XGBoost: A Fast and Accurate Boosting Trees Model

Avatar
Posted on Oct 15, 2015

The Author: Tong He is a data scientist in SupStat Inc. and a master student in Simon Fraser Unviersity. His currently research interests include machine learning, data mining and bioinformatics.

In the work of data analysis, we usually build models to make predictions on the data. Among the choices in R, randomForest, gbm and glmnet are three exceptionally popular packages since they appear in almost all the data mining competitions on Kaggle. In my personal experiences, gbm costs less memory and time than randomForest, and users indeed prefer it. In python's sklearn library, we also have the GradientBoostingClassifier module.

Boosting classifier belongs to ensemble models, the basic idea is to aggregate hundreds of less accurate tree-based models to form a very accurate model. This model usually iteratively generates a new tree-based model at each step. People have proposed various ways to get a reasonable base model. In Friedman's Gradient Boosting Machine, it incorporates gradient descent method to build a tree which decrease the objective along the direction of the gradient. In practice we need to generate thousands of trees to get an excellent result on a relatively large data set. However the current implementation of the algorithm is not fast enough so that we may need to wait for a long time for the result.

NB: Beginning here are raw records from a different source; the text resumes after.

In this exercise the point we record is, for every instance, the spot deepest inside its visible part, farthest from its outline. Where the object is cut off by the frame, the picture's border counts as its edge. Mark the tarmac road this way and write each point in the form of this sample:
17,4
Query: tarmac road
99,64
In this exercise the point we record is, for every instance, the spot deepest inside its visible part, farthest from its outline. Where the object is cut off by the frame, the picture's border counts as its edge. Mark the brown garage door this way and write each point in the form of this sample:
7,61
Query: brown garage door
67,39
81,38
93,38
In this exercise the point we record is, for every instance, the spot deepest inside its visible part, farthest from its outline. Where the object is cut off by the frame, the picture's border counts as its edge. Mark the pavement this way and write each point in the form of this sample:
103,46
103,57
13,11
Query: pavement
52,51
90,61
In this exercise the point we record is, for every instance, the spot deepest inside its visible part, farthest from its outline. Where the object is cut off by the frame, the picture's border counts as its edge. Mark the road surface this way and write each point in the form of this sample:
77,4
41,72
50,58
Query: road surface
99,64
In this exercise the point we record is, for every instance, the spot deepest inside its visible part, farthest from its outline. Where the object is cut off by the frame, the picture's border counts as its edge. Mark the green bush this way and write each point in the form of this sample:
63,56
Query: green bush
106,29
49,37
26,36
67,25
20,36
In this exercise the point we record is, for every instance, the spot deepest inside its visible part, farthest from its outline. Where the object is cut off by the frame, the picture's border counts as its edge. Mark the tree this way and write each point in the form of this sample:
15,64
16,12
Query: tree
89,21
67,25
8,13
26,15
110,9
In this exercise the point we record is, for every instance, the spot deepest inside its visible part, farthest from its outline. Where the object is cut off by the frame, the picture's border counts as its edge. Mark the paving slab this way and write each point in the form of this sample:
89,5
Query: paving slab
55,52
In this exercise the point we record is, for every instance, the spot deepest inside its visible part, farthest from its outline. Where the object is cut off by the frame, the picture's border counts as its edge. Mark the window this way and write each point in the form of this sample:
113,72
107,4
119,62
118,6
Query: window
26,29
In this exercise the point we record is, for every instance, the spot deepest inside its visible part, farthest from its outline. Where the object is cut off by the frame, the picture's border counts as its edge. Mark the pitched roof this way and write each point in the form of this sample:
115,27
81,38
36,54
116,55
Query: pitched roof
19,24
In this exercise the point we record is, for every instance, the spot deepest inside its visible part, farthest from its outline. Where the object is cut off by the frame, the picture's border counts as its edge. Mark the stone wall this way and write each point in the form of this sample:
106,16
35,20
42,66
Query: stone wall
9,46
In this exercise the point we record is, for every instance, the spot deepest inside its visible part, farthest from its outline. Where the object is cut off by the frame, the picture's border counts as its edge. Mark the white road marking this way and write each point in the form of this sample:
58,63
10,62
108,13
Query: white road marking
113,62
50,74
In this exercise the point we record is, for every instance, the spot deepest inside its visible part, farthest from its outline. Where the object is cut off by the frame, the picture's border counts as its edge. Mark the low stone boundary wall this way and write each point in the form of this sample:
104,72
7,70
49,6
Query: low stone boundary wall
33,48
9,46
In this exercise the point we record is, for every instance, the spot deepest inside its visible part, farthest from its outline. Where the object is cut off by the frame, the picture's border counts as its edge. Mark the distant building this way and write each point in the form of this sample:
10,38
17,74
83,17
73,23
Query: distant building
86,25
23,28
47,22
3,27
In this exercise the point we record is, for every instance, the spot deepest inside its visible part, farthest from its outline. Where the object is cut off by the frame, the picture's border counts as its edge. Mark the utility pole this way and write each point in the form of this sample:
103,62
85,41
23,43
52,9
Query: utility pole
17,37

Now, we have XGBoost to solve this problem. XGBoost is short for "eXtreme Gradient Boosting". It is a gradient boosting implementation in C++, and its author is Tianqi Chen, a Ph.D. Student in Washington University. He felt limited by the efficiency of the current boosting libraries so he started the project in early 2014. This tools was getting well shaped in the summer of 2014. Its algorithm is improved than the vanilla gradient boosting model, and it automatically parallels on a multi-threaded CPU. The debut of XGBoost is the higgs boson signal competition on Kaggle, and it becomes popular afterwards. Nowadays there are many competition winners using XGBoost in their model.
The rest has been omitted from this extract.